Now you can use predict() to compute predictions for each model on the entire data frame. Call these predictions predA and predB. Then calculate the vectors of prediction errors, errA and errB. Since predB predicts log(crim), you will need to convert it back to the original units before computing the error. (Hint: exp() is the inverse of log()). Finally, compute the mean squared errors (mean(err^2)) and compare the results. What did you find out?

Try repeating the entire process in part (a) 10 times. Is one model always better than the other?

We can be more systematic about this by using the cross validation function in the boot package. See the Lecture 13 example script for more details. The following code will get you started. The default method uses Leave One Out Cross Validation (LOOCV). It might be slow since it is running 506 regressions.

#install.packages("boot") library(boot)

glm.fitA <- glm(crim~.,data=Boston[best$which[8,-1]]) cv.errA <- cv.glm(Boston,glm.fitA) cv.errA$delta[1]

## [1] 42.96874

glm.fitB <- glm(log(crim)~.,data=Boston[bestlog$which[9,-1]]) cv.errB <- cv.glm(Boston,glm.fitB) cv.errB$delta[1]

## [1] 0.616186

Something is obviously wrong here. The "B" model is reporting MSE in the log units. We can fix this by adding a cost function to compute the required statistic to cross validate. The revised code for model B is:

cost <- function(x,pred){mean((exp(x)-exp(pred))^2)} cv.errB <- cv.glm(Boston,glm.fitB,cost) cv.errB$delta[1]

Now that we are comparing the same units, is this result different than what you got with the simple cross validation?

You can speed this up by using K-fold cross validation.

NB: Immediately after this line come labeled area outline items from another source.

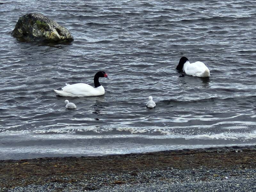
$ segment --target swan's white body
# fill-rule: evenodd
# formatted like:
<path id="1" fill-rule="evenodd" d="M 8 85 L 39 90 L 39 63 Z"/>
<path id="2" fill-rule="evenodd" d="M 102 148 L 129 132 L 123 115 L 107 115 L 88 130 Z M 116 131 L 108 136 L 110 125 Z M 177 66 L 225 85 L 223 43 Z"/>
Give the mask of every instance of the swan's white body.
<path id="1" fill-rule="evenodd" d="M 59 91 L 54 91 L 59 95 L 64 97 L 89 97 L 104 95 L 105 90 L 102 85 L 93 87 L 84 83 L 76 83 L 70 85 L 66 84 L 66 86 Z"/>
<path id="2" fill-rule="evenodd" d="M 210 76 L 210 71 L 204 64 L 201 61 L 190 63 L 189 61 L 184 64 L 183 70 L 186 74 L 200 77 L 206 77 Z"/>
<path id="3" fill-rule="evenodd" d="M 153 98 L 151 96 L 148 97 L 148 101 L 147 103 L 147 107 L 149 108 L 153 108 L 156 107 L 156 103 L 153 101 Z"/>
<path id="4" fill-rule="evenodd" d="M 76 108 L 76 105 L 73 103 L 69 103 L 68 100 L 65 100 L 64 102 L 65 103 L 65 104 L 66 104 L 65 106 L 66 108 L 70 109 L 74 109 Z"/>

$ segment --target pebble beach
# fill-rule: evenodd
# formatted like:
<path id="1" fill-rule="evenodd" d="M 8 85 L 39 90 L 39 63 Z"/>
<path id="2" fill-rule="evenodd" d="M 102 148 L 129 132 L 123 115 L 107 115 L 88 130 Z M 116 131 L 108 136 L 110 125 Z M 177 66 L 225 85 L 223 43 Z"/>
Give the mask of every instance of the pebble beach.
<path id="1" fill-rule="evenodd" d="M 254 146 L 0 162 L 0 191 L 255 191 Z"/>

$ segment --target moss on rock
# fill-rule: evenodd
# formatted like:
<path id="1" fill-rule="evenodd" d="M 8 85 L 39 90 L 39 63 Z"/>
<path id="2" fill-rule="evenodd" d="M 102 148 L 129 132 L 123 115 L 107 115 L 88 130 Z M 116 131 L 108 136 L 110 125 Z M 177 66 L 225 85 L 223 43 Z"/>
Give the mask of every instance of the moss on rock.
<path id="1" fill-rule="evenodd" d="M 74 41 L 66 28 L 38 13 L 28 13 L 20 17 L 12 35 L 19 39 L 28 41 Z"/>

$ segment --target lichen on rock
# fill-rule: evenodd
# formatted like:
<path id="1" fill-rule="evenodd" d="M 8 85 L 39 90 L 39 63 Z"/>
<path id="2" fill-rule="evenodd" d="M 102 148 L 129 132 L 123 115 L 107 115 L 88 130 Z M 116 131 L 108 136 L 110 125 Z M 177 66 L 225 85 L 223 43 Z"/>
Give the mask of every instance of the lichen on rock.
<path id="1" fill-rule="evenodd" d="M 27 41 L 65 42 L 74 40 L 66 28 L 38 13 L 28 13 L 20 17 L 12 35 Z"/>

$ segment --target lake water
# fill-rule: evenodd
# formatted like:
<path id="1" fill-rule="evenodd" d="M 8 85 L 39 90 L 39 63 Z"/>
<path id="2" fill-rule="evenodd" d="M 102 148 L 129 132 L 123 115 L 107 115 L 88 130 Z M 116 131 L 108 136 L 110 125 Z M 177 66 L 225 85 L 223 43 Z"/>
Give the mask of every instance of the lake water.
<path id="1" fill-rule="evenodd" d="M 12 37 L 34 12 L 75 41 Z M 256 144 L 254 1 L 2 0 L 0 14 L 0 159 Z M 210 78 L 179 73 L 182 56 L 204 63 Z M 101 70 L 104 95 L 53 91 L 92 85 Z"/>

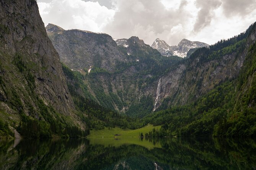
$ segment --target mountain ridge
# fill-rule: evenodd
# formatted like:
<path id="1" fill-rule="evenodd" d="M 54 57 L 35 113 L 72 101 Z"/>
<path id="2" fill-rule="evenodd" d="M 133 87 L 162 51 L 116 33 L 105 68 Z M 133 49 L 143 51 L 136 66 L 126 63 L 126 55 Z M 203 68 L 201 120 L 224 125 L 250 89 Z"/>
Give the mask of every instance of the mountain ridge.
<path id="1" fill-rule="evenodd" d="M 158 45 L 158 43 L 159 45 Z M 177 45 L 170 46 L 165 41 L 157 38 L 151 45 L 153 48 L 157 50 L 163 56 L 170 56 L 176 55 L 184 58 L 188 57 L 187 54 L 190 50 L 197 49 L 205 47 L 209 47 L 209 45 L 198 41 L 191 41 L 183 38 Z"/>

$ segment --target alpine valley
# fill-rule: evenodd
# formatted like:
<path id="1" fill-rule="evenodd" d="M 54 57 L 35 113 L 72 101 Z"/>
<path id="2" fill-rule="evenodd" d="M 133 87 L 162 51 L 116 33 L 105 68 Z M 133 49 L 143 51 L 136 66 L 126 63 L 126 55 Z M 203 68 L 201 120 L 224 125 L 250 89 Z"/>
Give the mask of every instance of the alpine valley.
<path id="1" fill-rule="evenodd" d="M 256 23 L 210 45 L 157 38 L 150 46 L 45 28 L 35 0 L 0 4 L 1 137 L 148 124 L 161 126 L 147 137 L 256 136 Z"/>

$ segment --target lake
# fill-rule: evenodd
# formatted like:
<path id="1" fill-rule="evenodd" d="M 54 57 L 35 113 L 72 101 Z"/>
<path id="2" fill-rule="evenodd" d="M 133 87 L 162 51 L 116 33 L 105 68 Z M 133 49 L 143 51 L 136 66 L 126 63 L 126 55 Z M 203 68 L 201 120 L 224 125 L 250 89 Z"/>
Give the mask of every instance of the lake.
<path id="1" fill-rule="evenodd" d="M 184 138 L 0 140 L 1 169 L 256 169 L 256 140 Z"/>

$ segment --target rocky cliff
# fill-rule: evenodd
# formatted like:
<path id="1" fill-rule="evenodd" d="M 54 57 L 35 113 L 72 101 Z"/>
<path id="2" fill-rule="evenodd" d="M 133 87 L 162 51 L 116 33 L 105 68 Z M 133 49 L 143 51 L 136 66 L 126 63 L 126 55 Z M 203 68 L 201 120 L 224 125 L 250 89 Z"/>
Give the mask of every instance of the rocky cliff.
<path id="1" fill-rule="evenodd" d="M 58 33 L 50 34 L 54 33 L 48 32 L 48 35 L 57 50 L 60 50 L 61 59 L 62 51 L 58 46 L 63 45 L 60 45 L 62 42 L 52 38 Z M 170 57 L 163 56 L 136 37 L 116 40 L 115 50 L 123 55 L 119 56 L 119 62 L 113 66 L 115 71 L 93 68 L 84 80 L 99 103 L 130 115 L 143 116 L 160 106 L 164 108 L 191 103 L 221 82 L 236 77 L 246 53 L 244 45 L 246 35 L 242 37 L 228 41 L 225 45 L 217 43 L 209 47 L 203 43 L 185 39 L 177 46 L 168 47 L 164 41 L 157 40 L 157 45 L 168 47 L 170 51 L 186 54 L 194 49 L 190 57 L 185 59 L 172 54 Z M 101 41 L 106 42 L 105 38 L 102 38 Z M 90 46 L 89 41 L 83 43 L 84 49 Z M 157 43 L 152 46 L 156 48 Z M 202 47 L 204 47 L 194 48 Z M 70 48 L 73 50 L 70 47 L 67 48 Z"/>
<path id="2" fill-rule="evenodd" d="M 191 41 L 183 39 L 178 45 L 170 46 L 165 41 L 157 38 L 151 45 L 151 47 L 157 50 L 165 56 L 176 55 L 184 58 L 189 56 L 192 53 L 188 53 L 190 50 L 193 50 L 199 48 L 208 47 L 208 44 L 198 41 Z"/>
<path id="3" fill-rule="evenodd" d="M 15 126 L 24 116 L 47 122 L 69 117 L 73 125 L 77 124 L 59 57 L 47 36 L 36 2 L 0 3 L 1 119 Z"/>
<path id="4" fill-rule="evenodd" d="M 64 30 L 51 24 L 46 29 L 61 60 L 71 69 L 87 71 L 94 67 L 113 71 L 117 61 L 126 60 L 126 54 L 107 34 Z"/>

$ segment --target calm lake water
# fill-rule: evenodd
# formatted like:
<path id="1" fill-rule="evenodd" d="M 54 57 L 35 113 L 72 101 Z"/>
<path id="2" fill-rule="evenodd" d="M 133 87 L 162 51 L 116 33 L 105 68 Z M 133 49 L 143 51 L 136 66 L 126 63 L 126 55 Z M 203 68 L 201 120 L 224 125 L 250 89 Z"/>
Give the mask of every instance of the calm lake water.
<path id="1" fill-rule="evenodd" d="M 0 140 L 0 169 L 256 169 L 251 139 Z"/>

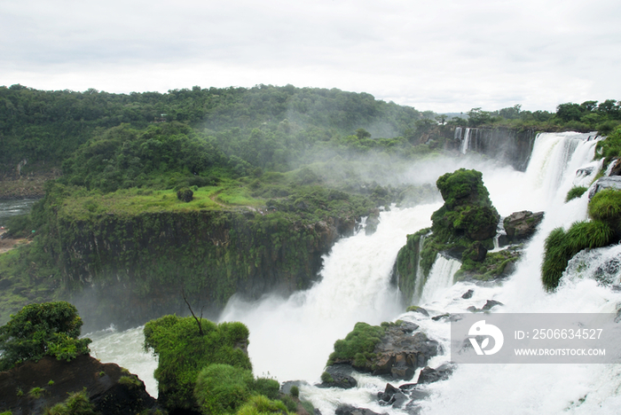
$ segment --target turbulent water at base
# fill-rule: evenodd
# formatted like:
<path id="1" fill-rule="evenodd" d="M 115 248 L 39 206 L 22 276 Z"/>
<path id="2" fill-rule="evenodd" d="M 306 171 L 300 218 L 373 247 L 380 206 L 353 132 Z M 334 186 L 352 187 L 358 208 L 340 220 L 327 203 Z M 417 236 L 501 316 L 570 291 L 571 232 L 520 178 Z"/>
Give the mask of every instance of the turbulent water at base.
<path id="1" fill-rule="evenodd" d="M 434 265 L 417 305 L 427 309 L 430 316 L 462 313 L 469 306 L 481 308 L 492 299 L 504 304 L 495 307 L 493 312 L 616 312 L 621 294 L 598 283 L 596 277 L 605 276 L 612 283 L 618 283 L 618 270 L 615 270 L 615 263 L 618 264 L 615 258 L 621 254 L 618 247 L 589 254 L 597 256 L 600 265 L 595 263 L 594 256 L 582 259 L 588 267 L 581 265 L 580 258 L 577 258 L 554 294 L 546 293 L 540 281 L 547 234 L 554 228 L 567 229 L 573 222 L 586 219 L 587 192 L 569 203 L 564 203 L 564 198 L 573 185 L 588 186 L 601 166 L 599 161 L 592 161 L 595 143 L 587 141 L 587 137 L 576 133 L 539 135 L 525 172 L 476 161 L 468 157 L 470 153 L 444 164 L 435 162 L 428 168 L 413 168 L 413 182 L 425 175 L 436 178 L 460 167 L 476 168 L 483 172 L 491 199 L 502 216 L 520 210 L 546 212 L 538 231 L 524 247 L 515 274 L 502 284 L 452 285 L 456 265 L 442 259 Z M 577 176 L 580 168 L 581 174 Z M 318 382 L 334 341 L 343 338 L 358 321 L 375 325 L 397 318 L 414 321 L 420 330 L 449 350 L 450 323 L 433 321 L 420 313 L 405 313 L 409 304 L 399 302 L 389 284 L 390 270 L 398 249 L 405 243 L 405 235 L 428 226 L 431 213 L 439 206 L 382 212 L 375 234 L 360 232 L 334 247 L 325 257 L 320 281 L 307 291 L 288 299 L 270 296 L 255 302 L 232 299 L 222 320 L 240 320 L 248 325 L 248 352 L 255 373 L 269 374 L 279 381 Z M 461 298 L 468 289 L 474 290 L 473 296 Z M 138 332 L 132 333 L 141 342 Z M 120 344 L 122 335 L 102 334 L 91 348 L 102 361 L 109 358 L 120 363 L 122 352 L 114 355 L 108 339 Z M 106 354 L 108 349 L 110 355 Z M 145 356 L 148 357 L 143 355 L 137 358 Z M 428 365 L 436 367 L 450 360 L 451 356 L 444 354 L 432 358 Z M 132 366 L 129 361 L 121 364 L 143 380 L 153 380 L 153 360 L 143 369 Z M 413 381 L 417 376 L 400 383 Z M 405 413 L 378 403 L 377 392 L 383 391 L 386 380 L 367 374 L 355 377 L 358 388 L 322 389 L 308 385 L 300 388 L 301 395 L 310 399 L 324 415 L 334 413 L 342 403 L 376 412 Z M 428 415 L 616 414 L 621 409 L 621 365 L 461 364 L 447 380 L 425 388 L 429 395 L 420 405 L 421 413 Z M 149 390 L 155 395 L 152 388 Z"/>

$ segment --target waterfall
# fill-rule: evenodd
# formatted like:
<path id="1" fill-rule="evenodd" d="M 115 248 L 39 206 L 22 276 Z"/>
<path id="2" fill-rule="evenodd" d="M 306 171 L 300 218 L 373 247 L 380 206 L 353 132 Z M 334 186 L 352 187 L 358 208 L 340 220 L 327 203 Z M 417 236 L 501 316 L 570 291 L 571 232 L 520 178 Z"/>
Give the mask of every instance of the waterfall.
<path id="1" fill-rule="evenodd" d="M 464 137 L 461 139 L 461 153 L 466 154 L 468 153 L 468 149 L 470 146 L 470 133 L 472 129 L 466 129 L 466 132 L 464 133 Z"/>
<path id="2" fill-rule="evenodd" d="M 554 294 L 546 293 L 540 281 L 547 234 L 555 227 L 568 228 L 573 222 L 586 218 L 586 194 L 568 203 L 564 199 L 573 185 L 578 183 L 588 185 L 597 174 L 600 163 L 592 161 L 594 145 L 595 141 L 588 140 L 588 135 L 539 134 L 526 171 L 508 166 L 494 167 L 491 163 L 464 166 L 483 172 L 491 201 L 501 215 L 520 210 L 545 211 L 546 215 L 538 232 L 526 244 L 515 274 L 503 284 L 463 281 L 452 284 L 452 268 L 459 262 L 443 257 L 434 264 L 425 286 L 419 291 L 417 286 L 417 292 L 422 292 L 418 304 L 427 308 L 430 314 L 435 313 L 431 316 L 463 313 L 470 306 L 480 309 L 491 299 L 504 304 L 492 309 L 492 312 L 616 312 L 621 293 L 606 285 L 619 281 L 615 268 L 621 255 L 617 247 L 577 255 Z M 460 161 L 476 162 L 467 157 Z M 439 174 L 454 169 L 455 165 L 449 162 L 451 168 L 447 168 L 445 165 L 440 166 L 440 162 L 436 164 L 438 168 L 444 168 Z M 577 171 L 585 167 L 589 168 L 584 168 L 577 176 Z M 289 298 L 271 295 L 254 302 L 232 298 L 222 320 L 240 320 L 248 325 L 248 352 L 255 373 L 274 376 L 280 381 L 318 381 L 334 341 L 345 337 L 358 321 L 373 325 L 396 319 L 415 322 L 420 325 L 419 330 L 438 341 L 444 350 L 444 355 L 432 358 L 428 365 L 437 367 L 450 361 L 450 322 L 405 312 L 405 304 L 399 303 L 397 293 L 389 285 L 390 271 L 399 248 L 405 243 L 405 235 L 429 226 L 431 214 L 440 206 L 381 212 L 373 235 L 358 232 L 336 243 L 324 257 L 320 280 L 309 290 Z M 585 268 L 585 264 L 588 267 Z M 420 270 L 417 274 L 420 275 Z M 600 284 L 602 281 L 606 284 Z M 468 289 L 474 292 L 472 297 L 462 299 L 461 294 Z M 139 337 L 139 330 L 136 330 Z M 121 361 L 118 356 L 108 356 L 101 351 L 104 343 L 104 339 L 98 339 L 92 344 L 98 357 L 102 361 Z M 130 363 L 122 365 L 138 372 L 143 380 L 153 376 L 154 366 L 134 369 Z M 386 380 L 369 374 L 354 376 L 358 388 L 322 389 L 307 385 L 300 388 L 301 395 L 310 399 L 324 415 L 334 414 L 341 403 L 369 408 L 376 412 L 405 413 L 378 403 L 377 392 L 384 389 Z M 416 375 L 411 380 L 391 383 L 398 386 L 415 379 Z M 616 414 L 621 408 L 621 367 L 461 364 L 447 380 L 426 385 L 422 389 L 428 395 L 419 401 L 421 415 Z"/>
<path id="3" fill-rule="evenodd" d="M 373 235 L 364 231 L 338 241 L 324 257 L 321 279 L 288 299 L 270 295 L 248 302 L 233 297 L 222 321 L 241 321 L 250 330 L 248 353 L 256 374 L 279 380 L 318 380 L 335 341 L 354 325 L 379 325 L 403 311 L 389 284 L 406 235 L 431 224 L 441 205 L 393 208 L 380 214 Z M 409 305 L 409 304 L 407 304 Z"/>
<path id="4" fill-rule="evenodd" d="M 421 304 L 430 303 L 436 297 L 443 295 L 445 290 L 452 286 L 452 278 L 460 267 L 461 262 L 459 261 L 438 254 L 429 270 L 429 277 L 422 288 L 419 302 Z"/>

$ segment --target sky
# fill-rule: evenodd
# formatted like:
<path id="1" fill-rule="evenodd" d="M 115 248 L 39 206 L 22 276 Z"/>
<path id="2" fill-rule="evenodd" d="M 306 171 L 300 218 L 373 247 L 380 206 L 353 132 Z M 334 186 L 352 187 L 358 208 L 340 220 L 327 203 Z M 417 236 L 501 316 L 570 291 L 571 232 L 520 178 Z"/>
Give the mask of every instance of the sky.
<path id="1" fill-rule="evenodd" d="M 0 85 L 257 84 L 421 111 L 621 99 L 619 0 L 0 0 Z"/>

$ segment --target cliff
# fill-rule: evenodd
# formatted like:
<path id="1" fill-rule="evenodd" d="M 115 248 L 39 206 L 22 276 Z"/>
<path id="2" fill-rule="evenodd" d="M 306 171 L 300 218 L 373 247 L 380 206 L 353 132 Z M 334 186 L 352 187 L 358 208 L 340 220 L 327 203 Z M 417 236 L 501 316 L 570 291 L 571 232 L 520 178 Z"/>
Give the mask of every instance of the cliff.
<path id="1" fill-rule="evenodd" d="M 45 239 L 65 292 L 94 327 L 144 324 L 195 309 L 219 311 L 237 294 L 248 299 L 306 288 L 353 218 L 303 223 L 279 212 L 59 215 Z M 91 329 L 93 327 L 90 327 Z"/>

Run the same code with the parameter K=10 added to cv.glm.

cv.errA <- cv.glm(Boston,glm.fitA,K=10) cv.errA$delta[1]

cost <- function(x,pred){mean((exp(x)-exp(pred))^2)} cv.errB <- cv.glm(Boston,glm.fitB,cost,K=10) cv.errB$delta[1]

Try some other values of K. Did the log transformation improve the performance of the model?

**********************************************

You may submit your results in a Word document created using R markdown as described below. That's how this document was created. This is a feature of R that is very useful for creating reports. If you do this, make sure you install the "rmarkdown" package first. Then you can create a new R Markdown file that will "knit" a Word document. The "`" symbol needed to create code chunks is to the left of "1" on the keyboard. It will not work if you use the apostrophe "'" next to the enter key. (It took me some time to figure this out )

There are some strange things that happen during conversion to Word, so you will want to look at your output and fix things that dont look right. Since its in Word, you can use the usually editing features.

Try it. If you dont like it (or cant get it to work), you may submit your answers in a Word file and R code in a script file.